We deal in t-shirts and custom apparel every day, so we’re pretty familiar with sizing trends and have some pointers to help you select a size distribution that will help you avoid ending up with a bunch of shirts you can’t get rid of.
When it’s time to place an order with an array of different sized t-shirts, it’s sometimes tempting to say: “let’s just do 50 of each size.” The problem with that is that you’re pretty likely to end up with inventory you don’t need or worse: running out of the sizes you actually need.
What Are the Most Common Shirt Sizes Sold?
Below is a chart showing the average distribution of sizes purchased, based on a sample of 15,000 orders collected from around the United States. Source: Dizzyjam
You can tell that the majority of the sizes are medium and large. Because shirt sizing can vary by brand, we do recommend the following breakdown that skews a little more toward the XL size. Remember, you can still wear a shirt that’s too big but a shirt that’s too small usually ends up in the donation pile.

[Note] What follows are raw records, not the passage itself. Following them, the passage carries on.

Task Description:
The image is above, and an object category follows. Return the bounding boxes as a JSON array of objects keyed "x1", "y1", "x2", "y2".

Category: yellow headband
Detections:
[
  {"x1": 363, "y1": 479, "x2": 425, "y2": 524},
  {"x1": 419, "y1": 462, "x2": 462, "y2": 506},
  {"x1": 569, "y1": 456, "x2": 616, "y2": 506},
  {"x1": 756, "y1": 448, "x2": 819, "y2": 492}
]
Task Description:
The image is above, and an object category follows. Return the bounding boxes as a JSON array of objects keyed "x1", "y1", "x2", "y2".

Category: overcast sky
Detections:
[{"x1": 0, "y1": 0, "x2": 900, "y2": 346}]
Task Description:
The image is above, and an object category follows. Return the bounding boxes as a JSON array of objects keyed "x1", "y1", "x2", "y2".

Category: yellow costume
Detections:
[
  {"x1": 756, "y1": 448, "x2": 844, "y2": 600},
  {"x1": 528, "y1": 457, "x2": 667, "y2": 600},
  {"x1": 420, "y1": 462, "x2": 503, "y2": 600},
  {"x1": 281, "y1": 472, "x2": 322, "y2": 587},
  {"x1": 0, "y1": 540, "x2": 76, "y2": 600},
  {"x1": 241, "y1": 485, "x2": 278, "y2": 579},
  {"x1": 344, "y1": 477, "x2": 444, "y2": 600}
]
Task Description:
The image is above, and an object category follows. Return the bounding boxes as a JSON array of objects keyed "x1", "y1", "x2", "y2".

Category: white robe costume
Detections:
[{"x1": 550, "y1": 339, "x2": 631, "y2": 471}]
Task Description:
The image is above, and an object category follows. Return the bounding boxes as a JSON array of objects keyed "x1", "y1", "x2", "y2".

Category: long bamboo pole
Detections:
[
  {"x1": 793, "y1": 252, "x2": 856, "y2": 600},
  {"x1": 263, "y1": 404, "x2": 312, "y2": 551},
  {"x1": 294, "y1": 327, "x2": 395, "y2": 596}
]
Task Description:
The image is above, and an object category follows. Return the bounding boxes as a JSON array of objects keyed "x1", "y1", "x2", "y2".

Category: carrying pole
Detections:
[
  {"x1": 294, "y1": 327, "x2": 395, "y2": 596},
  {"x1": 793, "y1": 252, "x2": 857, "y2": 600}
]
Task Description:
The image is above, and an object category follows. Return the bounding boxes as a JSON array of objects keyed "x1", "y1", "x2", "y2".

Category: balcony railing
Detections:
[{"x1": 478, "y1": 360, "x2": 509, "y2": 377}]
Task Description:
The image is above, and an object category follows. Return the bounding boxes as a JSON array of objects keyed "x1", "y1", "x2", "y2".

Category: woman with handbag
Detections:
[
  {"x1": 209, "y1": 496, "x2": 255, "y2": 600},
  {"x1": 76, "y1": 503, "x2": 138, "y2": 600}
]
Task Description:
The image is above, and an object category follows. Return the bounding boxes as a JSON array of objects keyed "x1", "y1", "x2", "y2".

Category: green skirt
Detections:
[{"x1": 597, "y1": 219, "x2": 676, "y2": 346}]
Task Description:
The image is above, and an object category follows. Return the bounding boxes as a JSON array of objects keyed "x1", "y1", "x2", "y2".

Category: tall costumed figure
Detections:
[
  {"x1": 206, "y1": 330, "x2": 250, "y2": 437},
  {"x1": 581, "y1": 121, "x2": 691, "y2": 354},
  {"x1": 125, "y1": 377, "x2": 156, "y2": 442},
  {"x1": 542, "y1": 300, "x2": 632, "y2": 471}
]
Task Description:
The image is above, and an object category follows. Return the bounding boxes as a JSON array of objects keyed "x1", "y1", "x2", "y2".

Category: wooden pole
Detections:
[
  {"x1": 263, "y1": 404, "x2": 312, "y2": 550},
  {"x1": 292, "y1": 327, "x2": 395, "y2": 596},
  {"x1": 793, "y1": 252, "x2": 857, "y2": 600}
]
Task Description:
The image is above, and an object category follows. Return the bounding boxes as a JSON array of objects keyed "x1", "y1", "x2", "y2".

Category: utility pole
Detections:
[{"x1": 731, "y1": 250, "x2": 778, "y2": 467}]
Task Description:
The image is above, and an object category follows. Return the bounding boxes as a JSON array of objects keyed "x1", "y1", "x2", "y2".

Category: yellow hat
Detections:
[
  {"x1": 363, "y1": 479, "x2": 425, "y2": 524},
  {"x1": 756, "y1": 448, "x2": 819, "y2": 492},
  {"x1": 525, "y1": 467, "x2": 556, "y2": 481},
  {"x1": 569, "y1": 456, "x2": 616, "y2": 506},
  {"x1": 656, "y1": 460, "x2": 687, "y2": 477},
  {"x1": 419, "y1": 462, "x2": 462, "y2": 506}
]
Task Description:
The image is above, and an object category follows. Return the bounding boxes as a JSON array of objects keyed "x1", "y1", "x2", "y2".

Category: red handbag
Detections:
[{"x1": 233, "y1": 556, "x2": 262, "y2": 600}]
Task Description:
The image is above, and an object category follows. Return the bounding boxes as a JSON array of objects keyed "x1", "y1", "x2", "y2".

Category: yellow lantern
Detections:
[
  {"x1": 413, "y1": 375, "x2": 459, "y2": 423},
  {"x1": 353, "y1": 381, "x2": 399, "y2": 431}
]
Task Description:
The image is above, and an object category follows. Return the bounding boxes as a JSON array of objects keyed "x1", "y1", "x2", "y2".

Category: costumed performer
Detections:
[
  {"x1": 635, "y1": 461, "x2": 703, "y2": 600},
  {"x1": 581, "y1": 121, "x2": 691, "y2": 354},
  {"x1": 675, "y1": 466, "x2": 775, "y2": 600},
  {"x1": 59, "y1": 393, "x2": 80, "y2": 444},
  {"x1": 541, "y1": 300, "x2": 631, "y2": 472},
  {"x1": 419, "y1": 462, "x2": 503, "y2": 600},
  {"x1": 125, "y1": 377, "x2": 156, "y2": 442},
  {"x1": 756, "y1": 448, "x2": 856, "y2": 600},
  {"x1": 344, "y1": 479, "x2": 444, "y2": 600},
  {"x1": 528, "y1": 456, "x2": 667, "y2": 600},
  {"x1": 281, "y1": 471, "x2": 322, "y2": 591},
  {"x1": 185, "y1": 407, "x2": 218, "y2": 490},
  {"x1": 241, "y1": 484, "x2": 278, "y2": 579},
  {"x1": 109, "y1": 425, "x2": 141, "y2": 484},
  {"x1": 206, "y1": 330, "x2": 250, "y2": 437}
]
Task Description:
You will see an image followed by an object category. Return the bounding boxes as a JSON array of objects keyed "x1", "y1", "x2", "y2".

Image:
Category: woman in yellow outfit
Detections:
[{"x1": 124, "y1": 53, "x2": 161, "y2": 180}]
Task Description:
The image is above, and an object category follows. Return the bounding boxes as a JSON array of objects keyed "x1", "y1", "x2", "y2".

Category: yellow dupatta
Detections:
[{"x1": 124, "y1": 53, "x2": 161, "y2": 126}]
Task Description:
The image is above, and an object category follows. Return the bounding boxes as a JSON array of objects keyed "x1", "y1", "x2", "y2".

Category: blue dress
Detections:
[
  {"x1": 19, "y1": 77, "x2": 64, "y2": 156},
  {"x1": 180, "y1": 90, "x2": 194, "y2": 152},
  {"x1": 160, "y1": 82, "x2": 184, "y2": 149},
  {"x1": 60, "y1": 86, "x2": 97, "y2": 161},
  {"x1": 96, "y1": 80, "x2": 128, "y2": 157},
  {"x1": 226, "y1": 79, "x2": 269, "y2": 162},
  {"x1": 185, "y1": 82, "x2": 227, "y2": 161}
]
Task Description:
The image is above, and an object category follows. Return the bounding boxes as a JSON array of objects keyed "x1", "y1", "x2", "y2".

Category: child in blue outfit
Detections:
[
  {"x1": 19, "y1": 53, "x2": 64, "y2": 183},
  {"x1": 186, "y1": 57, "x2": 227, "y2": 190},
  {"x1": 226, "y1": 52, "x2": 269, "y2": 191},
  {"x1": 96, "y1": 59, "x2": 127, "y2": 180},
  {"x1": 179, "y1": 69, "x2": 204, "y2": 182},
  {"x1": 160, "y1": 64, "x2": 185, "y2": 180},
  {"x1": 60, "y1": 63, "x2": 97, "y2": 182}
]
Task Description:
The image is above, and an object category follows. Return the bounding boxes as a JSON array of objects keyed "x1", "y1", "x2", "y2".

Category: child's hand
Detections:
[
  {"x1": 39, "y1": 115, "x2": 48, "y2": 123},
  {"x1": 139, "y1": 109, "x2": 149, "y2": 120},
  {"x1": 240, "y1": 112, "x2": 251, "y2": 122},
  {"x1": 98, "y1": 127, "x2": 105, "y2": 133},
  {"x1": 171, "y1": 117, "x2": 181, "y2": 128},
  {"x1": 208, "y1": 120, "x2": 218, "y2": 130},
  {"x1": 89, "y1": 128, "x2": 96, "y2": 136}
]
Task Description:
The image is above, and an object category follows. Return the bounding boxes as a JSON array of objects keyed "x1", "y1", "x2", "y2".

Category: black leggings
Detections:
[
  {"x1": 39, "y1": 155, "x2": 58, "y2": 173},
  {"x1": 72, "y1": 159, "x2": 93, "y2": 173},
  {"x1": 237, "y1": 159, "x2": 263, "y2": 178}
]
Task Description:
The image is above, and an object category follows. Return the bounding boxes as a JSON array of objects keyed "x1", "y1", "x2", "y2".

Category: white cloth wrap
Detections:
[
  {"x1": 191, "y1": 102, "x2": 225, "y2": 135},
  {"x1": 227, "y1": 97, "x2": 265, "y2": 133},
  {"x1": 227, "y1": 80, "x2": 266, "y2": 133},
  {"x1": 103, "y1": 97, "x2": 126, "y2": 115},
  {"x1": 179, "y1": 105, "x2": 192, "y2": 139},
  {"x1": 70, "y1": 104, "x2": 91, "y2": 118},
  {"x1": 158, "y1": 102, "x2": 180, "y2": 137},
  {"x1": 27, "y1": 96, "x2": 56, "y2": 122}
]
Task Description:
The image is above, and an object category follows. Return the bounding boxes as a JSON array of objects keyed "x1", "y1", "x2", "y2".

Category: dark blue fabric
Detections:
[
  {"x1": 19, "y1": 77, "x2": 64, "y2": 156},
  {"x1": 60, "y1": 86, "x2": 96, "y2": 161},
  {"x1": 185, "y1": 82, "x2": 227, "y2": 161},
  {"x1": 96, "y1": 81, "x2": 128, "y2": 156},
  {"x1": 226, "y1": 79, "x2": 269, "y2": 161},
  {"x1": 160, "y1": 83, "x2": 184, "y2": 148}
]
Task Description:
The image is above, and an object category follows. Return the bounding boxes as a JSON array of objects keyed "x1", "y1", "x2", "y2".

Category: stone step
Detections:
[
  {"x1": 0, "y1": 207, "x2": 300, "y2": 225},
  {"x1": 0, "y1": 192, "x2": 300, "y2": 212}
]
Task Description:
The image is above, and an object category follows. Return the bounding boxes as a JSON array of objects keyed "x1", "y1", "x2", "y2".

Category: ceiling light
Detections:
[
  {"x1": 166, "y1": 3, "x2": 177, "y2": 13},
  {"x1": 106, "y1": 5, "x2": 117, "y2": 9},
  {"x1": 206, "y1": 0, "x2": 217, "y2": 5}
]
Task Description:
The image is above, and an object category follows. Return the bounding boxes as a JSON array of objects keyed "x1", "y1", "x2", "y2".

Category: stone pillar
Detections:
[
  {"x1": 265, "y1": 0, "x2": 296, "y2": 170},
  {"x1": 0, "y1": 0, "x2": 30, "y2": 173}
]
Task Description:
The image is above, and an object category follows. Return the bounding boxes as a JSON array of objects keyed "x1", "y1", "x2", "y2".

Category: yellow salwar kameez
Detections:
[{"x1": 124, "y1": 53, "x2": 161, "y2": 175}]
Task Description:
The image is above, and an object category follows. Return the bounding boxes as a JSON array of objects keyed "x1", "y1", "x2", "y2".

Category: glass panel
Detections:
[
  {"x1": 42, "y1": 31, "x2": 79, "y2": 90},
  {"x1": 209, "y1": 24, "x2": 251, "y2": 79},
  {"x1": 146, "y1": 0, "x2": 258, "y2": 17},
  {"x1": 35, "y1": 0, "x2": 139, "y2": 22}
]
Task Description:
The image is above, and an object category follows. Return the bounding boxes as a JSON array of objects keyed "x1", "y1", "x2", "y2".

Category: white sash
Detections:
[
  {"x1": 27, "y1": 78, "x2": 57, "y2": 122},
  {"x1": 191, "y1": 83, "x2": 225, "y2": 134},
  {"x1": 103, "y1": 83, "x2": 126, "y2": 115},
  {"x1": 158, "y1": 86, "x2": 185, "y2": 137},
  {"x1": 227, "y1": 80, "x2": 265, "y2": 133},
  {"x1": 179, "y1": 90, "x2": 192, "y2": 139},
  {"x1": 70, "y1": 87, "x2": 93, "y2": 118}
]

Our Recommend Size Breakdown
An easy way to remember the formula as represented in the chart above goes like this, based on a total of 10:
S – M – L – XL – 2XL = 1 – 2 – 3 – 3 – 1
For example, if you are getting 1,000 shirts, the breakdown would be:
100 (S) – 200 (M) – 300 (L) – 300 (XL) – 100 (2XL) = 1,000 shirts
We would encourage you to also add some sizes on both ends of the spectrum, with some XS and some 3XL, which are not accounted for in this ratio.
Keep in mind that shrinkage is a factor as well. If your shirts are all 100% cotton, you may want to encourage sizing up. If your shirts are 50/50 cotton/poly you don’t have to worry as much, and if your shirts are 100% polyester, shrinkage isn’t a concern.
Another thing to consider is that many “fashion fit” styles run slightly smaller than their standard counterparts. On certain styles from Bella + Canvas and Next Level, for example, the cut may be tapered for a slimmer fit. Check with your sales rep if you are unsure about the cut of the particular shirt you are ordering.
Finally, think about your audience or demographic. Is it a local barbecue all-you-can-eat contest? You might want to go a bit larger. Is it a yoga retreat? Maybe tend on the smaller side. Is it band merch for fans in their 20’s? Go with the fashion fit.
Take all these things into consideration and you will make your customers, employees, family, and fans very happy.